Today’s boards are navigating disruptive changes, a dynamic geopolitical and regulatory environment, shifting consumer and workforce demographics, and shareholder activist activity amid a push by leading investors for a more long-term strategic focus. These demands highlight the critical role boards play in helping companies manage risk and seize strategic opportunities.
To see how boards are keeping current and strategically aligning board composition to company needs, we reviewed the qualifications and characteristics of independent directors who were elected to Fortune 100 boards for the first time in 2016 (Fortune 100 Class of 2016). We also looked at some of the same data for the Russell 3000, and we highlight those findings at the end of this report.
; but first it’s worth noting that nearly 60% of Fortune 100 companies added at least one independent director following the company’s 2015 annual meeting. These boards added an average of 1.8 directors — and close to one-fifth of these boards added three or more directors.
The Fortune 100 Class of 2016 brings a wide range of strengths into the boardroom
Based on the qualifications highlighted in corporate disclosures, expertise in corporate finance or accounting was most frequently cited. More than half of directors assigned to the audit committee were recognized as financial experts. Companies also highlighted leadership positions in multinational corporations, managing global operations or detailed knowledge of certain markets of particular interest to company strategy. Board experience (public or private) or corporate governance expertise also was commonly cited.

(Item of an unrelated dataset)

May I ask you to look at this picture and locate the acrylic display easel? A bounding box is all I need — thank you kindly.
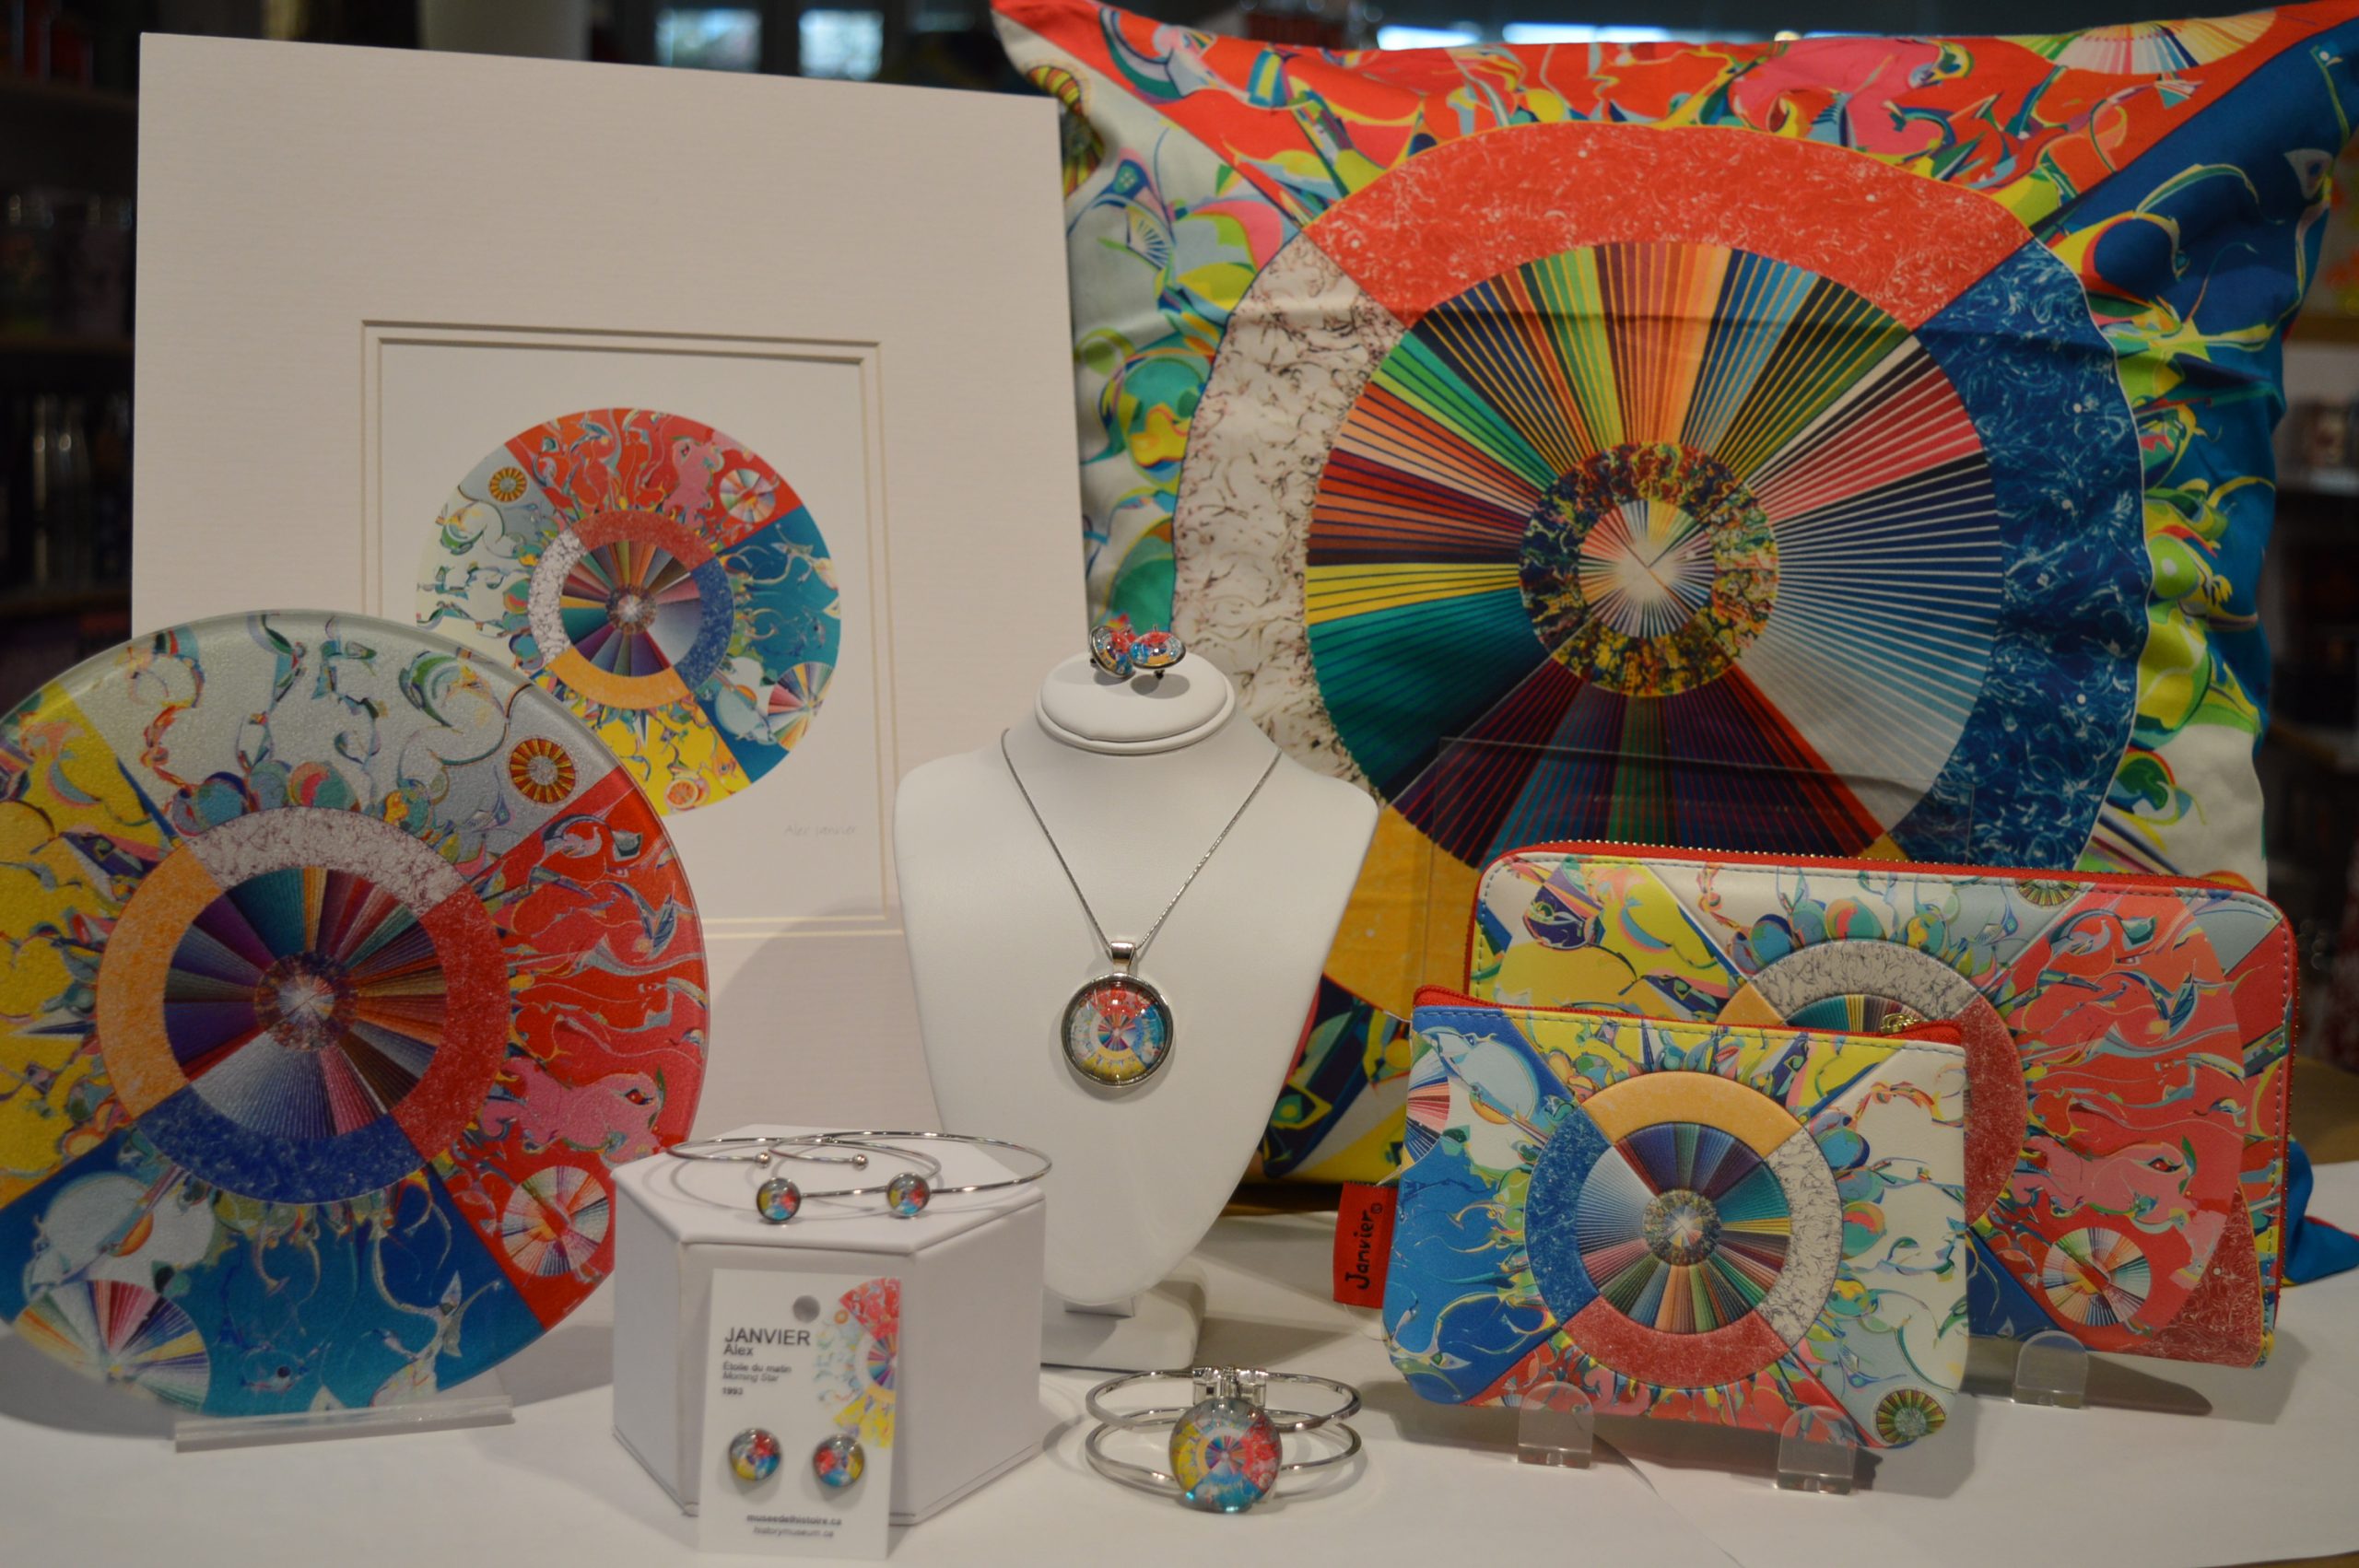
[1510,1387,1867,1493]
[173,1375,513,1452]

Top 10 skills and expertise of Fortune 100 Class of 2016
The Fortune 100 Class of 2016 enhances gender diversity
Nearly 40% of the Fortune 100 Class of 2016 are women, compared to less than a quarter of incumbents and less than one-fifth of the exiting directors. Newly appointed women directors also are slightly younger than male counterparts (57 compared to 59).
Distribution of Fortune 100 female directorships
Only about half of the Fortune 100 Class of 2016 are current or former CEOs
While experience as a CEO is often cited as a historical first cut for search firms,as corporate executives or have non-corporate backgrounds (e.g., scientists, academics and former government officials). Ten percent worked at an institutional investor, an experience which was highlighted to communicate the company’s interest in shareholder perspectives. Another 9% were described as bringing experience in innovation or having the capability to drive innovation. It’s also notable that 17% of the entering class appear to be joining a public company board for the first time.
Fortune 100 Class of 2016 director backgrounds (% of directors)
The Fortune 100 Class of 2016 tends to be younger than their director counterparts
. Although most directors are between 50 and 67, nearly 10% of the entering class was under 50 compared to 1% of incumbent directors. Over half of exiting directors were age 68 or older.
Distribution of Fortune 100 directorships by age
Members of the Fortune 100 Class of 2016 are mainly being added to audit committees
Entering directors are more likely to join the audit committee during their first year on the board. While the committee service of incumbent directors appears to be fairly evenly distributed, the exiting group was most likely to hold positions on the nominating and governance committees.
Distribution of Fortune 100 key committee membership
How does the Russell 3000 Class of 2016 compare?
Significantly fewer Russell 3000 companies added at least one independent director following the company’s 2015 annual meeting, and those that did added fewer independent directors. The Russell 3000 Class of 2016 independent directors tend to be slightly younger than the Fortune 100 Class of 2016, and when it comes to key committee membership, they’re also most likely to join the audit committee in their first year on the board. Just around a quarter is female, however, showing that smaller company boards have a steeper climb ahead to achieve gender parity.
Questions for the nominating and governance committee to consider
- How current and relevant are the skills of incumbent directors to the company’s long-term strategy?
- Given increasing attention to director qualifications, including by shareholder activists, do existing company disclosures effectively communicate the strengths of incumbent directors?
- How diverse is the board — defined as including considerations such as age, gender, race, ethnicity, nationality — in addition to skills and expertise?
- How can the board’s existing succession planning efforts and approach to considering director candidates be enhanced?